町中華やクリーニング店も?
日本にある中国の諜報網

 周庭さんが亡命したカナダにも、そして我々が暮らす日本にも中国のスパイは数多くいます。

 中国は各国にいる留学生やビジネスパーソンを後から協力者としてリクルートします。各国の中国大使館は、その国にいる中国人の膨大なデータベースを持っていて、その中から協力者に適した人間を洗い出します。そして、在日中国大使館にも10名程度いるとされるスパイマスターと呼ばれるプロのスパイが、リクルーターを使って該当者を協力者としてスカウトする仕組みです。
 
 スパイではない一般人をスパイ活動の協力者にしていくので、中国の諜報網は現地当局もすべてを把握することは難しい。

 さらに、密告制度のようなものがあって、スパイの協力者たちは情報の質に応じて報酬を受け取ることができます。実際、公安時代に町中華やクリーニング店がその窓口になっていることを突き止めたことがあります。
 
 京都大学名誉教授の中西輝政氏によると、オーストラリアには中国スパイとその協力者が数万人いたといいます。単純に人口比だけで考えれば、日本にはその5倍いてもおかしくない。オーストラリアの規模が5万人だとすると、25万規模の中国のスパイとその関係者がいても不思議ではありません。
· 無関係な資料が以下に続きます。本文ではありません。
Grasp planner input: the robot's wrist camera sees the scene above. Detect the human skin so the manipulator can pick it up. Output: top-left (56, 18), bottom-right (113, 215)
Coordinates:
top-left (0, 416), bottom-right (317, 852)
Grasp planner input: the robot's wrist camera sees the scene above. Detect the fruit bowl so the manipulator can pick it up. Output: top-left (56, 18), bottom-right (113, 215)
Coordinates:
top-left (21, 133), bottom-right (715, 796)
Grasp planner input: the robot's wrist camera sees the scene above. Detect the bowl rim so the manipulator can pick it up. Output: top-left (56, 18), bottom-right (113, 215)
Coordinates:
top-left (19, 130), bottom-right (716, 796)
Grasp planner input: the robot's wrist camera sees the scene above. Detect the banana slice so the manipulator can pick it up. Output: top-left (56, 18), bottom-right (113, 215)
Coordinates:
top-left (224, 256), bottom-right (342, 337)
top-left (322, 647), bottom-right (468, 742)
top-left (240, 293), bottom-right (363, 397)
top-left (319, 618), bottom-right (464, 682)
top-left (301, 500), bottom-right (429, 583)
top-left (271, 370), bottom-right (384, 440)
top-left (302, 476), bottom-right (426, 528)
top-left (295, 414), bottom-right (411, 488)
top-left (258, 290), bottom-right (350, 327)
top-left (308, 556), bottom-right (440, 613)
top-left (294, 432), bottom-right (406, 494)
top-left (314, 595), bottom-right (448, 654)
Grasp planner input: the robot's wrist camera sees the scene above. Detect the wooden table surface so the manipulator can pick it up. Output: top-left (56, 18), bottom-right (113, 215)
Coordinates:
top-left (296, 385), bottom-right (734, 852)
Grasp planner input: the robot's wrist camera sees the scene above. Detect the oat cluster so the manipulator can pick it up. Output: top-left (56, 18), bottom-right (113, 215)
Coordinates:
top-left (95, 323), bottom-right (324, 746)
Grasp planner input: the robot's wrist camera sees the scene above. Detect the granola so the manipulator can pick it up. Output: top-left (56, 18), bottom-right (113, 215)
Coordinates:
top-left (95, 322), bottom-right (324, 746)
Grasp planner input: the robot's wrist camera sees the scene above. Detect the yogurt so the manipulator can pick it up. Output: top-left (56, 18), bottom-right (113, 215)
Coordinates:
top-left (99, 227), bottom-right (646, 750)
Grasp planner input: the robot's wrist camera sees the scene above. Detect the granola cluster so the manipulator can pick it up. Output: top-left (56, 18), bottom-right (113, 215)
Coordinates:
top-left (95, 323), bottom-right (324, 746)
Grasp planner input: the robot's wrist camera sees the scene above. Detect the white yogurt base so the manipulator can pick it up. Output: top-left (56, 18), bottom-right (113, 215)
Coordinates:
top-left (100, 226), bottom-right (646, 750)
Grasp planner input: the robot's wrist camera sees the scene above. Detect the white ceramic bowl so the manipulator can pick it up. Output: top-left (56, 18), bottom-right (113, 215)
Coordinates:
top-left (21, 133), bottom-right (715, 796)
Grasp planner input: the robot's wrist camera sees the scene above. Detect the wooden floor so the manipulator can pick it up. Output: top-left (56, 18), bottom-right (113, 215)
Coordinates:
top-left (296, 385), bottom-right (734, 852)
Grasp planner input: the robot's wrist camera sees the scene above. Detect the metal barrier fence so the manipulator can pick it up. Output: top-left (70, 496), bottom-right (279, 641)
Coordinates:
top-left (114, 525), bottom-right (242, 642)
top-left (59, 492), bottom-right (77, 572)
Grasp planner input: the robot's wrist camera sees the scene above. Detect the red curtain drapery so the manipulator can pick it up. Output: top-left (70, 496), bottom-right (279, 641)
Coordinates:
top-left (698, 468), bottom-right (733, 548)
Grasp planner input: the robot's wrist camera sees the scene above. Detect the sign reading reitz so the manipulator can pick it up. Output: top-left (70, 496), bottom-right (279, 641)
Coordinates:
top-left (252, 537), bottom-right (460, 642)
 こうした町中華などが情報を捕捉する投網式の諜報にだけでなく、加えて中国はピンポイントでピンポイントで諜報を仕掛ける方法があります。最近だと研究機関「産業技術総合研究所」に所属していた中国籍の研究者が、研究データを中国企業に流出させた事件がありました。そのときは、日本にいる中国人の膨大なデータベースの中から、「長くその会社で働いているこの人物がよさそうだ」などと狙いを定めて、情報を提供させる方法を取ることもあります。

 各国にいる中国スパイの協力者が狙っているのは、企業機密や中国人に関する情報だけではありません。実は、日本人もターゲットにされる可能性があります。

 たとえば、秋葉原に中国の警察の出先機関とされる「海外派出所」があったことが話題になりました。最優先の監視対象は中国人ですが、日本人でも中国のオウム真理教と言われる「法輪功の信者」とかウイグル弾圧に反対する中国人を支援している日本人なども監視されています。

 このように皆さんの生活圏にも中国のスパイとその息がかかった協力者は潜んでいます。一般人の皆さんは直接危害を加えられることはありませんが、彼らの活動は日本にとって大きな損失をもたらしています。また、周庭さんのような特別な立場になると監視の目は一段と厳しくなるのは明らか。実際に香港政府トップが「自ら出頭しない限り、生涯にわたって追跡されることになる」と脅迫しています。世界のメディアは彼女の発信に継続して注目していかなければなりません。それが彼女を守ることにもつながります。